[Please complete the below template with details of the problem reported on your Web-UI. Be as detailed as possible. Community members, including developers, shall try and help. Thanks for your time in reporting this issue! We recommend purchasing commercial support for expedited support directly from the developers.]
Brief description of the problem
I had to restore rockstor running as a VM on ESXi from backup via Veeam B&R. Process completed successfully and all data is available, but in “Disks” I now see old disks (before restore) as “detached” along with new disks. When I try to remove them via “resize/reraid”, i get an error.
Detailed step by step instructions to reproduce the problem
“Disks cannot be removed from a pool with this raid (raid0) configuration”
It would seem, as these detached disks are still considered as part of the pool, and that the pool is raid0, which can have zero disks removed, we may be blocking on that basis prematurely.
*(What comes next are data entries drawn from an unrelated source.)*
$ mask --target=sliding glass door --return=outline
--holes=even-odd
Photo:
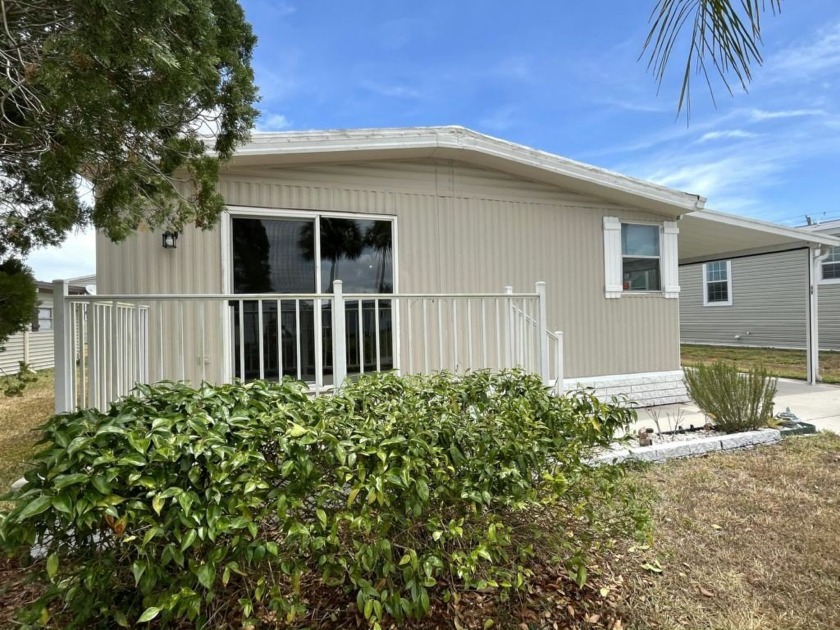
[[[391,220],[234,216],[231,240],[233,292],[277,294],[232,301],[235,376],[315,381],[320,367],[329,384],[331,303],[294,296],[332,293],[334,280],[342,281],[345,294],[371,296],[345,302],[348,373],[393,368],[394,322],[387,299],[394,287]]]

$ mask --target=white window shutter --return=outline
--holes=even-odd
[[[662,293],[666,298],[680,297],[679,234],[676,221],[665,221],[662,230]]]
[[[604,217],[604,297],[621,297],[621,221]]]

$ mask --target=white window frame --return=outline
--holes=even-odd
[[[732,261],[714,260],[711,262],[726,263],[726,300],[709,301],[709,274],[707,266],[711,263],[703,263],[703,306],[732,306]],[[723,280],[715,280],[715,282],[723,282]]]
[[[840,247],[832,247],[830,248],[833,251],[837,251],[838,255],[840,255]],[[833,261],[826,263],[826,261],[822,261],[820,263],[820,284],[840,284],[840,278],[826,278],[825,277],[825,266],[826,264],[829,265],[840,265],[840,260]]]
[[[605,216],[604,221],[604,297],[648,297],[676,299],[680,296],[679,227],[676,221],[634,221]],[[624,250],[622,225],[647,225],[659,228],[659,290],[631,291],[624,289]],[[634,257],[635,258],[635,257]],[[644,258],[644,257],[640,257]],[[650,256],[649,258],[655,258]]]
[[[621,291],[624,295],[661,295],[664,292],[665,286],[665,278],[663,277],[663,265],[662,265],[662,255],[664,249],[664,243],[662,241],[662,224],[661,223],[654,223],[653,221],[622,221],[621,226],[624,227],[625,225],[643,225],[646,227],[655,227],[657,228],[657,234],[659,235],[659,255],[658,256],[633,256],[633,255],[625,255],[624,253],[624,246],[621,247]],[[624,259],[625,258],[643,258],[646,260],[658,260],[659,261],[659,288],[658,289],[646,289],[646,290],[636,290],[636,289],[625,289],[624,288]]]

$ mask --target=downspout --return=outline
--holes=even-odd
[[[830,254],[822,253],[819,246],[808,248],[808,328],[806,360],[808,363],[808,384],[814,385],[820,378],[820,267]]]

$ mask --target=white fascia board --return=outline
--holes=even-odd
[[[830,236],[828,234],[817,234],[802,228],[789,228],[769,221],[761,221],[759,219],[751,219],[747,217],[740,217],[734,214],[726,214],[724,212],[717,212],[716,210],[697,210],[690,213],[688,216],[696,217],[698,219],[706,219],[721,225],[730,227],[740,227],[748,230],[757,230],[766,234],[774,234],[791,241],[798,241],[804,244],[811,245],[828,245],[830,247],[840,246],[840,237]]]
[[[464,127],[257,132],[247,145],[236,151],[234,162],[247,164],[248,158],[281,155],[326,157],[332,154],[341,158],[354,153],[375,154],[379,151],[404,153],[406,157],[459,158],[481,163],[475,159],[477,154],[491,158],[496,168],[504,169],[505,163],[519,165],[531,170],[532,175],[539,179],[554,177],[558,181],[579,182],[593,194],[597,194],[593,189],[611,191],[627,196],[642,207],[647,203],[654,204],[657,211],[674,216],[700,210],[705,204],[705,199],[698,195],[627,177]]]

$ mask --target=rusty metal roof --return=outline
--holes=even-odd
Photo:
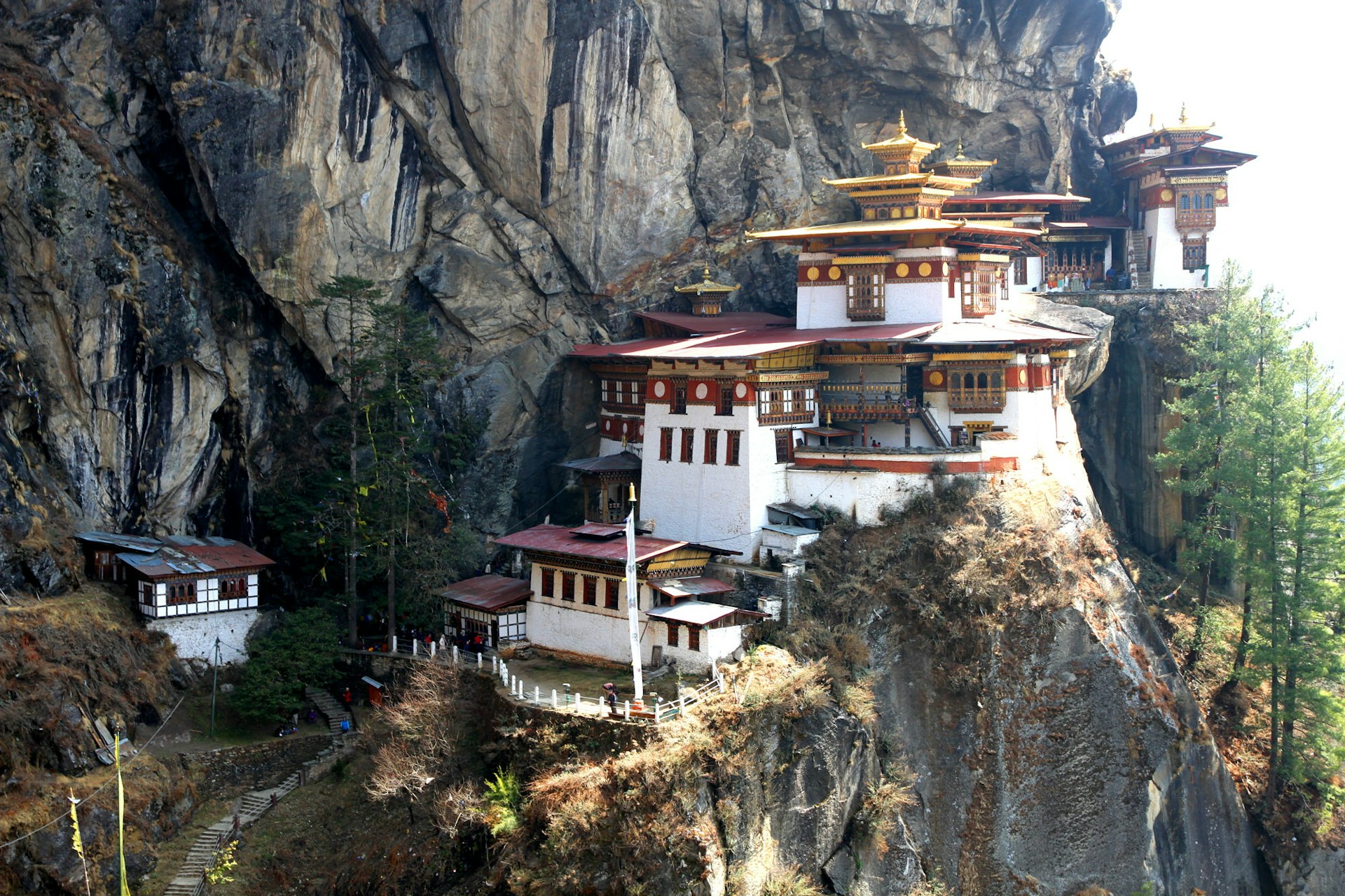
[[[534,525],[531,529],[523,529],[514,535],[503,535],[495,539],[495,544],[506,548],[522,548],[523,551],[545,551],[547,553],[568,553],[570,556],[596,560],[625,562],[625,539],[599,541],[582,535],[574,535],[570,527],[550,523]],[[635,536],[636,562],[648,560],[678,548],[699,548],[710,553],[737,553],[737,551],[712,548],[691,541],[671,541],[668,539],[655,539],[651,535]]]
[[[453,603],[460,603],[477,610],[503,610],[519,603],[526,603],[533,596],[533,588],[522,579],[510,579],[503,575],[479,575],[475,579],[464,579],[451,584],[438,592]]]
[[[274,566],[270,557],[253,551],[246,544],[230,541],[229,539],[210,537],[214,544],[183,544],[178,549],[202,563],[208,563],[219,571],[225,570],[252,570],[256,567]],[[218,544],[227,541],[227,544]]]
[[[163,547],[163,541],[145,535],[121,535],[120,532],[98,532],[95,529],[75,532],[75,537],[90,544],[108,544],[124,551],[137,551],[141,553],[152,553]]]
[[[639,473],[640,455],[635,451],[619,451],[601,457],[585,457],[578,461],[564,461],[558,466],[581,473]]]
[[[693,598],[699,594],[728,594],[729,591],[737,591],[737,588],[728,582],[721,582],[720,579],[709,575],[694,575],[681,579],[659,579],[656,582],[651,579],[650,587],[668,595],[670,598]]]

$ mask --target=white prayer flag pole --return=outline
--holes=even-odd
[[[631,668],[635,672],[635,703],[644,700],[644,669],[640,666],[640,586],[635,580],[635,482],[631,482],[631,513],[625,517],[625,607],[631,619]]]

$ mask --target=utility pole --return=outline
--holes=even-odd
[[[631,482],[631,513],[625,517],[625,607],[631,621],[631,669],[635,672],[635,703],[643,703],[644,669],[640,668],[640,584],[635,579],[633,482]]]
[[[215,739],[215,693],[219,690],[219,635],[215,635],[214,681],[210,684],[210,739]]]

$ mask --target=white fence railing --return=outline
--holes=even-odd
[[[724,693],[725,689],[724,676],[720,674],[718,668],[714,668],[710,673],[709,681],[699,685],[694,690],[682,695],[677,700],[663,700],[658,695],[652,695],[652,700],[647,700],[643,704],[632,703],[629,700],[619,700],[613,707],[612,701],[604,699],[603,695],[585,697],[581,693],[558,692],[554,688],[543,690],[535,684],[529,686],[522,678],[510,670],[510,665],[506,660],[502,660],[494,653],[486,654],[471,650],[459,650],[457,645],[452,643],[444,650],[440,650],[438,645],[433,641],[430,641],[429,645],[420,639],[409,641],[410,649],[406,649],[406,641],[393,638],[391,650],[386,653],[369,652],[367,656],[386,657],[391,654],[399,660],[451,662],[453,665],[465,665],[468,668],[475,666],[483,673],[486,672],[486,662],[488,660],[491,674],[499,678],[500,685],[508,690],[511,697],[519,703],[541,707],[542,709],[551,709],[554,712],[569,712],[594,716],[599,719],[616,719],[624,721],[652,721],[658,724],[675,719],[687,707],[699,703],[707,695]]]

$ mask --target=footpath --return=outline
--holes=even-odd
[[[350,752],[351,746],[347,743],[347,739],[352,736],[352,732],[342,728],[342,723],[351,721],[350,713],[342,709],[335,697],[325,690],[307,688],[304,696],[327,719],[327,727],[332,736],[331,744],[315,758],[305,762],[278,786],[265,790],[252,790],[234,801],[230,814],[196,836],[191,849],[187,850],[187,857],[178,868],[178,873],[164,889],[164,896],[200,896],[206,891],[206,872],[215,861],[215,853],[238,840],[238,834],[243,827],[265,815],[296,789],[317,780],[339,758]]]

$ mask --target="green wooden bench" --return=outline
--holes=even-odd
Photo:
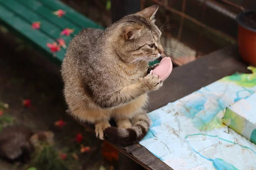
[[[53,14],[59,9],[66,12],[61,17]],[[41,28],[32,29],[32,23],[36,22],[41,22]],[[82,28],[104,29],[58,0],[0,0],[0,24],[58,65],[63,60],[66,49],[61,48],[54,56],[47,43],[56,42],[61,38],[67,46]],[[74,29],[74,32],[70,36],[61,36],[61,32],[67,28]],[[158,62],[155,61],[150,65]]]
[[[53,14],[59,9],[66,11],[61,17]],[[31,25],[36,22],[41,23],[41,28],[32,29]],[[0,0],[0,24],[58,65],[66,50],[61,48],[54,56],[47,43],[61,38],[67,45],[82,28],[104,28],[58,0]],[[67,28],[74,29],[74,32],[70,36],[61,35]]]

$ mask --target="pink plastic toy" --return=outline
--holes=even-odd
[[[170,57],[164,57],[159,63],[159,65],[150,73],[159,76],[161,81],[164,81],[168,77],[172,70],[172,63]]]

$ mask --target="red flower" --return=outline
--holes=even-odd
[[[70,34],[74,32],[74,30],[73,29],[70,29],[69,28],[67,28],[66,29],[64,29],[62,31],[61,33],[61,35],[65,35],[67,36],[69,36],[70,35]]]
[[[66,46],[66,42],[65,42],[65,41],[64,41],[64,40],[62,39],[62,38],[60,38],[59,39],[58,39],[57,41],[58,41],[58,42],[59,43],[59,45],[60,46],[61,46],[64,48],[66,48],[67,46]]]
[[[55,11],[53,12],[53,14],[58,16],[58,17],[61,17],[66,14],[66,11],[63,11],[62,9],[59,9],[58,10]]]
[[[88,146],[84,146],[82,144],[81,145],[81,148],[80,149],[80,152],[81,153],[84,153],[84,152],[87,152],[90,150],[90,148]]]
[[[22,102],[23,105],[27,108],[30,108],[31,107],[31,101],[30,99],[27,99],[26,100],[23,100]]]
[[[35,22],[32,23],[31,25],[31,28],[33,29],[38,29],[40,28],[41,25],[41,23],[40,22]]]
[[[72,154],[72,156],[76,160],[78,160],[78,159],[79,159],[79,158],[78,157],[78,156],[77,156],[77,155],[76,153],[74,153]]]
[[[55,53],[61,51],[61,47],[55,42],[53,42],[52,44],[47,43],[47,45],[48,47],[50,48],[51,51],[52,53]]]
[[[77,143],[80,143],[83,140],[83,136],[81,133],[78,133],[76,136],[76,141]]]
[[[67,122],[65,122],[63,121],[63,120],[62,119],[60,119],[60,120],[55,122],[54,123],[54,125],[56,126],[61,128],[67,125]]]
[[[60,157],[61,157],[61,159],[66,159],[67,158],[67,153],[60,153]]]

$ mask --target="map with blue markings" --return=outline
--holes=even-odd
[[[228,106],[256,92],[248,68],[149,113],[140,144],[175,170],[256,170],[256,145],[222,123]]]

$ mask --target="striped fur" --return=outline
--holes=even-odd
[[[131,123],[131,128],[127,129],[115,127],[106,129],[105,138],[111,143],[124,146],[139,142],[148,131],[151,120],[145,113],[135,116]]]

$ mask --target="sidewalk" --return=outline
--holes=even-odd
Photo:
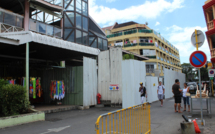
[[[200,102],[197,100],[194,103],[194,107],[200,108]],[[183,104],[183,103],[182,103]],[[205,104],[205,101],[203,102]],[[184,107],[182,105],[182,107]],[[215,99],[212,99],[211,102],[212,108],[212,118],[204,116],[205,126],[200,126],[202,133],[201,134],[214,134],[215,133]],[[182,109],[183,110],[183,109]],[[160,106],[160,102],[154,102],[151,104],[151,128],[152,134],[181,134],[180,123],[184,121],[182,114],[187,117],[191,116],[189,112],[175,113],[174,112],[174,99],[167,99],[164,101],[164,106]],[[199,114],[195,114],[191,119],[198,118],[200,119]]]

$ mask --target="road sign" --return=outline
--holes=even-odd
[[[214,77],[215,74],[215,69],[208,69],[208,76],[209,77]]]
[[[197,31],[197,34],[195,32],[193,32],[193,34],[191,36],[191,42],[192,42],[194,47],[196,47],[197,43],[198,43],[198,47],[201,47],[204,44],[205,35],[200,30],[196,30],[196,31]],[[197,35],[197,39],[196,39],[196,35]]]
[[[190,55],[190,64],[195,68],[201,68],[207,62],[207,56],[202,51],[195,51]]]

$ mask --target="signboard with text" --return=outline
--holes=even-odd
[[[118,91],[119,90],[119,84],[110,84],[109,90]]]

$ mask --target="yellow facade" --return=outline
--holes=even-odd
[[[153,63],[155,65],[154,69],[160,70],[160,76],[163,76],[163,68],[182,71],[178,49],[148,26],[132,24],[104,30],[107,34],[108,44],[111,46],[120,44],[124,50],[140,55],[144,55],[145,50],[153,51],[154,55],[152,56],[144,55],[149,58],[145,62]],[[141,42],[141,39],[150,40],[150,43]],[[154,76],[155,74],[148,71],[147,75]]]

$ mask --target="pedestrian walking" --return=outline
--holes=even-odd
[[[182,92],[182,90],[180,89],[178,79],[175,80],[175,84],[172,86],[172,92],[173,92],[174,98],[175,98],[175,104],[174,104],[175,112],[182,113],[180,111],[180,108],[181,108],[181,92]],[[177,111],[177,107],[178,107],[178,111]]]
[[[141,103],[143,104],[144,99],[145,99],[145,97],[147,97],[147,95],[146,95],[146,87],[143,86],[142,82],[140,82],[139,92],[140,92],[140,97],[141,97]]]
[[[161,102],[161,106],[163,106],[164,93],[165,93],[164,85],[162,85],[162,82],[159,81],[157,94],[158,94],[158,99]]]
[[[187,87],[187,83],[184,83],[183,88],[183,100],[184,100],[184,111],[186,111],[186,104],[188,105],[188,112],[190,112],[190,87]]]

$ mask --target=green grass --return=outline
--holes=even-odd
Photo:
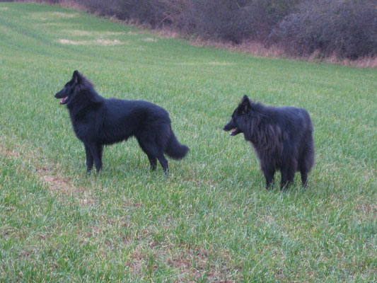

I’m due to look at this area of the code again soonish so will see if I can work out what’s going wrong.
But on a related note, from a quick look, the detached disks are no longer found as their appears to be no matching serial number. Rockstor tracks drives by their serial number. Does the backup system you used some how change device serial numbers. In which case it is not going to be suitable for Rockstor use, without caveats. Did you for instance have to re-import this pool post the restore. I’m just trying to fathom what’s happened here. Rockstor tracks devices it is asked to manage (pools created within the Web-UI and imports there in also) by their serial number so all the missing drives I’m assuming are the prior instances of what we see the newly attached disks as. But if as I suspect their serial numbers have changed they are to all intents and purposes, from Rockstor’s perspective, new disks. Hence the confusion.
This is an interesting one and I will try and fathom whats happened but it you could comment on the devices serial number stability through this ‘backup restore’ process that would help.
And if this backup restore of devices is configurable to maintain serial numbers through this process then that would probably avoid all these ghost devices appearing in the first place.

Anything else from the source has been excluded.